Sorcha tried to block out the sounds of battle at her back, and the imminent threat of becoming part of the Wrayth breeding program, and concentrate on what she was seeing. From time to time she wished she could go back to the novitiate and tell her younger self to study a little harder. Merrick would have, once again, been a welcome addition to this moment. How Aachon expected her to know any more about this was a mystery. He’d worked and examined weirstones more than she ever had, and it was specialist Deacons that tuned the stones for the Emperor and his military.

However useless it might be, Sorcha did at least try. She saw that it was not just weirstones, there were cantrips and things that might have been runes too. All of them were wrapped around each other, and the stones, like a braid. Whatever the Wrayth had done to create these things was complicated and required blood—probably their own.

The same blood as yours.

Sorcha jerked her head up as the words filled her mind. She couldn’t tell if they were from the Rossin, or from somewhere deeper; somewhere that she had just discovered.

“By the Blood,” she muttered, for the first time realizing the irony of that statement.

The sounds of battle behind her faded away, and she turned back to see if the crew had dispatched all the peons. What she in fact saw changed everything.

The peons had backed away from Raed and his people and parted to let others through. Tangyre Greene was striding a few paces behind the assembly of tall women and men. They had milky white complexions and dark eyes that the Deacon had seen before in the possessed. Though these walked with none of the clumsy, shattered gaits of the shambling mob she’d fought outside the gates of Vermillion. They were under far more severe control.

“Keep trying,” Sorcha hissed to Aachon. “I’ll see if I can gain us some time.”

The woman in front was a lovely thing, like a statue carved out of alabaster. She held lightly in her fingers a brass chain that ran down to, and was attached to, a collar. This was in turn tight around the neck of another woman. She had long blonde hair to cover her nakedness but that was all.

The Wrayth woman stopped short of the outstretched swords of the crew and examined them as if they were bugs beneath glass. “I am Iuhmee. Set down your weapons and you will be allowed to live.” Her gaze flickered to Raed. “Some of you may even find our company pleasurable.”

“I would rather die,” the Young Pretender growled. “Your women are not my type at all.”

The corner of one of her lips quirked at that. “Many say that…at first.
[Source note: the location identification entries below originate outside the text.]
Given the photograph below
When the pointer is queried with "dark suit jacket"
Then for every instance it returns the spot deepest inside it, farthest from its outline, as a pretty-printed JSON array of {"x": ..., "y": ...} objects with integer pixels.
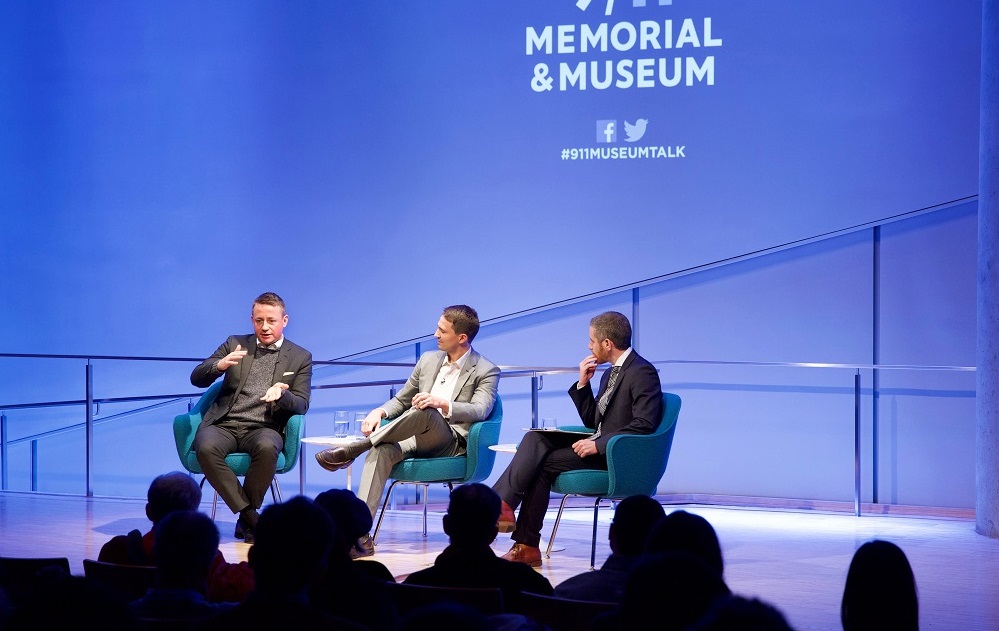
[
  {"x": 294, "y": 367},
  {"x": 635, "y": 406}
]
Eventually they come around.” Her eyes flickered to Sorcha, and that calm mask of the Wrayth was broken for an instant. “What have we here?” It seemed like a genuine question.
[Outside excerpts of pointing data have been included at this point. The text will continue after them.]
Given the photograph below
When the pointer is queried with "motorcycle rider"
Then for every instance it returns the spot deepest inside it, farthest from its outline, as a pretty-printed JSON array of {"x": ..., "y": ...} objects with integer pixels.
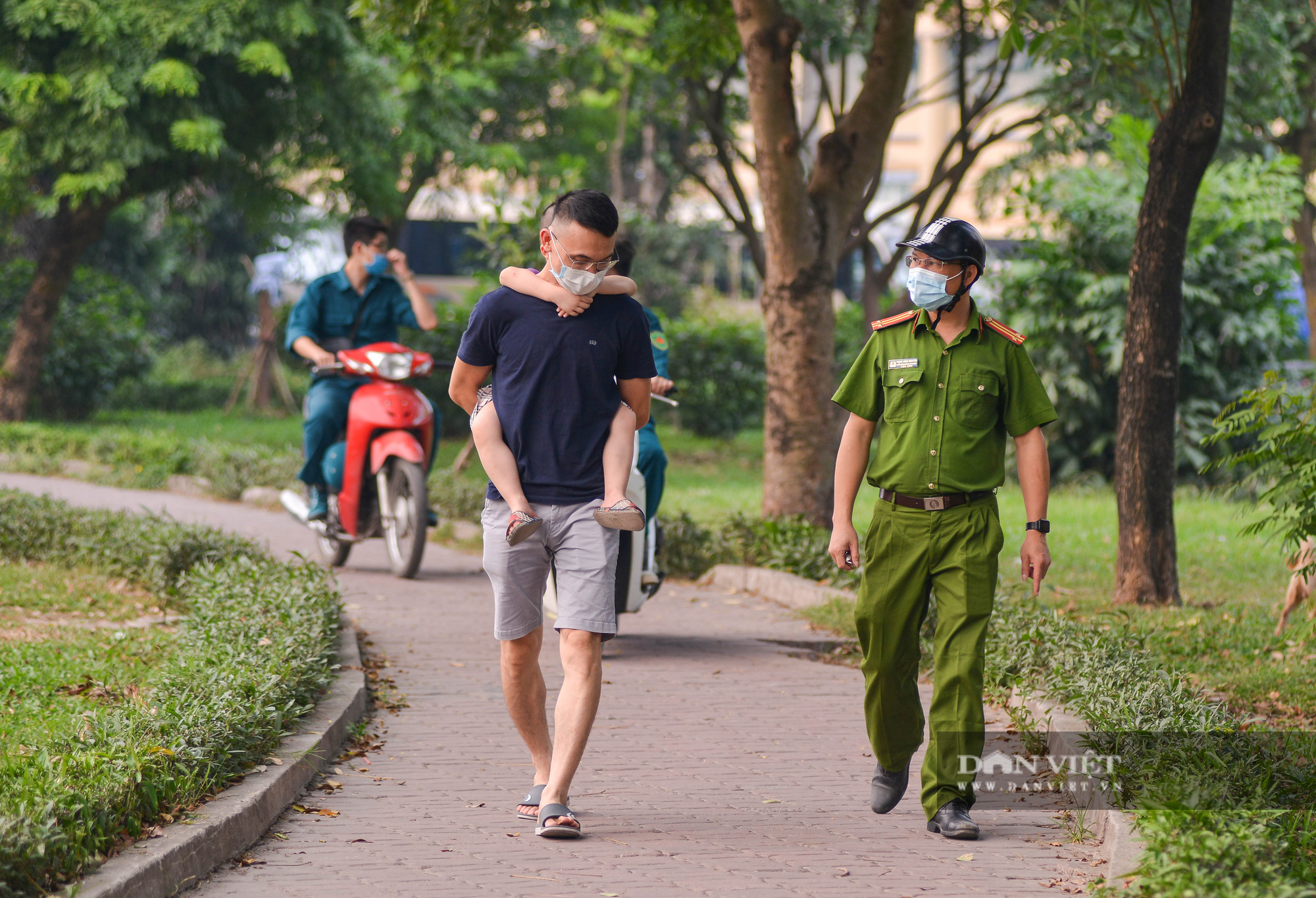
[
  {"x": 364, "y": 302},
  {"x": 653, "y": 460}
]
A wave of sighs passed through the assembled peons, and two of the first women’s companions, those not on chains and with the same dark eyes, stepped up closer.

“A hybrid?” The tall, heavily muscled man among them tilted his head in an alien gesture that made Sorcha’s skin crawl.

“One of ours—but how?” the third commented, a note of excitement in her voice.

“Only one ever escaped.” Iuhmee grinned. It was a gesture that Sorcha was sure she was copying, rather than actually experiencing. It made the Deacon’s skin crawl. “We never knew what she made with us.”

The Deacon had quite enough of being talked about as if she were not there. She knew, just knew, deep in her bones that she was her own person, not some monstrous creature.

“My mother made me!” She shouted it so emphatically, that even the Wrayth stopped conferring among themselves. “I am what she was—a Deacon, and proud of it. I have sent thousands of your kind back to the Otherside. You will be no different.”

“Sorcha,” Raed murmured at her side, but she didn’t acknowledge him. She was busy facing the black eyes and cool regard of the geistlord that had forced her mother to bear her.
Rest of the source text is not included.